15 May 2015

Bond Insurers Bite the Dust -- Again

A few days ago I observed that San Bernardino indicated that it was about to file its Chapter 9 municipal plan of adjustment. Well, the time has come and you can read Reuters news account of the plan here. I haven't read the plan so I'll limit my comments to the obvious: like Detroit, San Bernardino plans to pay its bondholder creditors (or their insurers) a pittance while continuing to pay into the state employee retirement fund whatever CalPERS says is due. 

Such a state of affairs ultimately obtained in Detroit and Stockton. As I explained in Municipal Bankruptcy: When Doing Less is Doing Best (download here), a plan may not provide for "unfair discrimination" when it comes to creditor payouts. Lest you think that 100% to CalPERS and 1% to bondholders might be unfair, recall that CalPERS does not deem itself a creditor. In other words--its words--CalPERS is a conduit for payments to retirees. It is thus the retirees who are getting 100% of their pensions while bondholders get their pittance.
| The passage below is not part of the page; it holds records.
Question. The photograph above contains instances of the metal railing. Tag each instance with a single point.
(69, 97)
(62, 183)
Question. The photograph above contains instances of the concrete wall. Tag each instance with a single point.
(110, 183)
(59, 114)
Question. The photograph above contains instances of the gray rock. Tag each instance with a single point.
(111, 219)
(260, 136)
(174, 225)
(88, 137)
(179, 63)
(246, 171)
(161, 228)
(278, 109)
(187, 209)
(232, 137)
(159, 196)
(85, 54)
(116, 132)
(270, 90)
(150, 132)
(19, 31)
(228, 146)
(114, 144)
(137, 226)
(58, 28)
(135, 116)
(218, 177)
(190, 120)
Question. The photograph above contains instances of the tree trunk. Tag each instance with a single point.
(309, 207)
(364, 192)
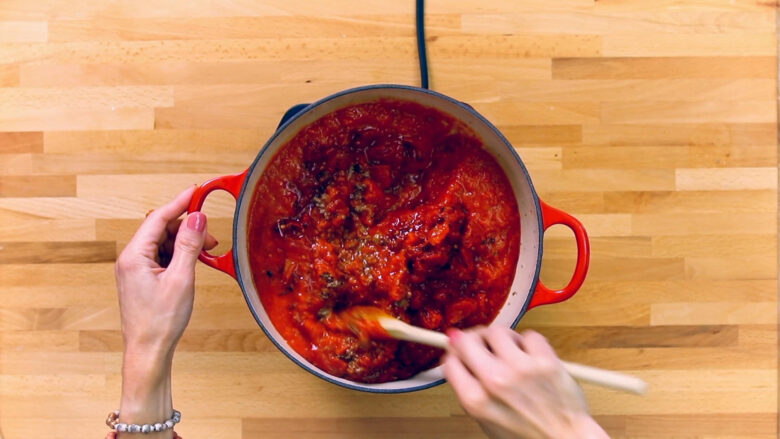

But isn't paying retirees 100% equally unfair when compared to 1% for bondholders? Perhaps, but that's not San Bernardino's position. The city asserts that it must pay current retirees to keep its current and prospective employees happy. Discrimination? Yes, but not unfair discrimination.

Judge Klein reluctantly bought this argument in the Stockton bankruptcy and there's little reason to believe Judge Jury won't go along in San Bernardino's.